Key Words: citrus pulp • fecal nitrogen • fermentation • protein • steer

	INTRODUCTION

Top Abstract INTRODUCTION MATERIALS AND METHODS RESULTS AND DISCUSSION LITERATURE CITED

 
Citrus pulp is often included as an energy supplement in the diets of dairy and beef cattle in Florida due to its ready availability and low cost. The nutritive value of citrus pulp depends on factors such as physical form (wet, dry, ensiled, or pelleted), citrus species, maturity, variety, growing conditions, and processing method, which dictate the proportion of rag (pulp residue), rind, and seed in the mixture (Kale and Adsule, 1995). Dried citrus pulp (DCP) is typified (Arthington et al., 2002; Bampidis and Robinson, 2006) by high concentrations of pectin (22 to 40%) and a high Ca:P ratio (3.5 ± 1.7% Ca to 0.34 ± 0.07% P), and relatively low concentrations of CP (7.2 ± 0.2%), fat (3 ± 1.0%), NDF (19.3 ± 1.3%), and ADF (16.9 ± 2%; DM basis). Previous studies concluded that up to 40% of dietary corn grain could be replaced with DCP without compromising digestibility, ruminal function, or performance in ruminants (Vijchulata et al., 1980; Wing, 1982; Bueno et al., 2002).
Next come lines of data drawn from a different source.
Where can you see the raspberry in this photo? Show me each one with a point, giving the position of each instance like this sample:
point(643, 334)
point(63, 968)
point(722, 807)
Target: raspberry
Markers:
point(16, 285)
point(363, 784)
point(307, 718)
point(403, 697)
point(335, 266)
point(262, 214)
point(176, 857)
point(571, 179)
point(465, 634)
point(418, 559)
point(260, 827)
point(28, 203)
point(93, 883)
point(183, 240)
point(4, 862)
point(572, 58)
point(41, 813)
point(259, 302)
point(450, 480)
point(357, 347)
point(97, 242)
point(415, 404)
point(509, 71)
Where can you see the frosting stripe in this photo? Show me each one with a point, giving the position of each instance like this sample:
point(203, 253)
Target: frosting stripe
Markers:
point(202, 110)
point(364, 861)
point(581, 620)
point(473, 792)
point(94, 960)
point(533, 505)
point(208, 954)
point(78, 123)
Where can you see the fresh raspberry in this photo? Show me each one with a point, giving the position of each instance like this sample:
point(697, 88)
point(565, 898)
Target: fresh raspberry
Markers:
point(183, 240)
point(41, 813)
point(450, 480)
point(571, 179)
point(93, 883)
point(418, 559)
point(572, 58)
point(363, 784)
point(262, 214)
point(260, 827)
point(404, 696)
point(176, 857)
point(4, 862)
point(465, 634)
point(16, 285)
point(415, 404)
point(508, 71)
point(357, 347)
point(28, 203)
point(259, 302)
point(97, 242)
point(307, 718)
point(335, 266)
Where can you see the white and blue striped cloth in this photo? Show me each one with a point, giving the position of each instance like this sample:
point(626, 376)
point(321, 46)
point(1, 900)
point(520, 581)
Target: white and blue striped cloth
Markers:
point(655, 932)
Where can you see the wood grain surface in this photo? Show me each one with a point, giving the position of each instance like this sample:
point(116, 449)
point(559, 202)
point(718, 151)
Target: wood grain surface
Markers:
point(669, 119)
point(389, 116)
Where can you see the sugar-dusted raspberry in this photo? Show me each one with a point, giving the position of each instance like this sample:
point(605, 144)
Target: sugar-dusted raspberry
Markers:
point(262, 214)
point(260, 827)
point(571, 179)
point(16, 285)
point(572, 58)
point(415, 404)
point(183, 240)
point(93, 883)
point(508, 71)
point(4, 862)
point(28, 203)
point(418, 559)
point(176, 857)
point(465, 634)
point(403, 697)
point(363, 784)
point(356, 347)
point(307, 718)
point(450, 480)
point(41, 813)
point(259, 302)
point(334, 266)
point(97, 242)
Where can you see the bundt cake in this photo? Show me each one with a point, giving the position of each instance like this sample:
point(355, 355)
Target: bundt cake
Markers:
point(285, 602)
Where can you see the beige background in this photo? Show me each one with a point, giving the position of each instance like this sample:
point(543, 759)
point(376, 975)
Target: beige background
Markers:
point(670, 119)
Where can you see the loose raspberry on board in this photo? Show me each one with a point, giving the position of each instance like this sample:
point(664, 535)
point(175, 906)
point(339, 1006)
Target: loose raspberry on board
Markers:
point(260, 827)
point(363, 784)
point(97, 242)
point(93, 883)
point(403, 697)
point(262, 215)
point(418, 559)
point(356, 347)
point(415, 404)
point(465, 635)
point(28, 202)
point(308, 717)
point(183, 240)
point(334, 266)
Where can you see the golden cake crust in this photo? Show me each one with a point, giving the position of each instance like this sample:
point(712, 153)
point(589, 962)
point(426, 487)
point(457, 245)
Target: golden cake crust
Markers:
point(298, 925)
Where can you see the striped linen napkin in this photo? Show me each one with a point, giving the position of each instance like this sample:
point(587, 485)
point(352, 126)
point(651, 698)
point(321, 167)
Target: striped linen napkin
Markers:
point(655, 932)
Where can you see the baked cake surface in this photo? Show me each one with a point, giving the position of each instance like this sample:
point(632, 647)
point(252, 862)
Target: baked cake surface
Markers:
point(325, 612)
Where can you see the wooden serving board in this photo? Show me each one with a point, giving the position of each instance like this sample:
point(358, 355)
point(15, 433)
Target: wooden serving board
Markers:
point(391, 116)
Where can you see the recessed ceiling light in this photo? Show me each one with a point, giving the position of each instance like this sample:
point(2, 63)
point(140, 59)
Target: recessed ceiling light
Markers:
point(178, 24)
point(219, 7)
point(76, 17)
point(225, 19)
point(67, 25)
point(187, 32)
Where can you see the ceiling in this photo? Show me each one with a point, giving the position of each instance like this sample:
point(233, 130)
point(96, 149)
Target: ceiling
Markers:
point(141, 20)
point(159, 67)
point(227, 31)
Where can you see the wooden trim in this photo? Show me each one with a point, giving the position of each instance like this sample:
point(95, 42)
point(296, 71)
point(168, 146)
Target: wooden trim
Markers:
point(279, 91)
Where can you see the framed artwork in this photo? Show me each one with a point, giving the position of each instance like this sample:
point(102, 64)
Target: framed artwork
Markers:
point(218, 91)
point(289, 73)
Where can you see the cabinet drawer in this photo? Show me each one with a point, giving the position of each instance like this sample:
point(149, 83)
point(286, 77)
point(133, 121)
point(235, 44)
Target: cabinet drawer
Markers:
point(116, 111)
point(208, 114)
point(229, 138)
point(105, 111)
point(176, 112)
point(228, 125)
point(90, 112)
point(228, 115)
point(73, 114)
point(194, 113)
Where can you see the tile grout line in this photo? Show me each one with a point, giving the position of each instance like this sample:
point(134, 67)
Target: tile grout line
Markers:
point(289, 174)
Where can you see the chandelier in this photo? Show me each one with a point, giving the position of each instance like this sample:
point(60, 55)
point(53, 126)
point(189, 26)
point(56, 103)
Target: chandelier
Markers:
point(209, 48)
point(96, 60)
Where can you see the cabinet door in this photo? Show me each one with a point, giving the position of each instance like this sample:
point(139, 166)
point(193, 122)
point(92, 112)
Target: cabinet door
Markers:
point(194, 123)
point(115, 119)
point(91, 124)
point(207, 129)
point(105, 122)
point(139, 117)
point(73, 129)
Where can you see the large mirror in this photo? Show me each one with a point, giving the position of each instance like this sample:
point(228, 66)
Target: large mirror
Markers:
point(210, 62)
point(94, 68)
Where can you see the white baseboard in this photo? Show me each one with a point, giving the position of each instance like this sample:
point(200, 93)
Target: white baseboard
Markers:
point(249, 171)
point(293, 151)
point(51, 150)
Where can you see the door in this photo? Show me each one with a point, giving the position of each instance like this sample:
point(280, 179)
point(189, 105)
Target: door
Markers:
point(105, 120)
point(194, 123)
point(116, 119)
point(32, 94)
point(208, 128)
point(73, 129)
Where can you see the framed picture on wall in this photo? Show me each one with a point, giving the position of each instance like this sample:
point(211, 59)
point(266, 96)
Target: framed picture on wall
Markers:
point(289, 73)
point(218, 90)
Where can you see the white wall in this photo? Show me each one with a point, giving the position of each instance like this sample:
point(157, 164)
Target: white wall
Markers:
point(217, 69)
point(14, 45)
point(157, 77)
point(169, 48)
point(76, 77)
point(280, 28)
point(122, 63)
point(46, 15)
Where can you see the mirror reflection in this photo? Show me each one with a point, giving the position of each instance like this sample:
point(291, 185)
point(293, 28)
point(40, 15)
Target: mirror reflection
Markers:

Pectin is the predominant carbohydrate in DCP, and it is quickly and extensively degraded by ruminal bacteria (Dehority, 1969; Sniffen and Robinson, 1987; Sunvold et al., 1995). Pectin supplementation or abomasal infusion can reduce urinary N excretion in ruminants (Mason et al., 1981; Gressley and Armentano, 2005) and mitigate ammonia toxicity arising from intake of excess urea due to its high fermentability and acetate-stimulating properties (Wing, 1982). Citrus pulp supplementation may improve N utilization and performance of ruminants, but the response most likely depends on the form of N supplied in the diet. Effects of different forms of supplemental N on performance of cattle fed citrus pulp diets have not been documented.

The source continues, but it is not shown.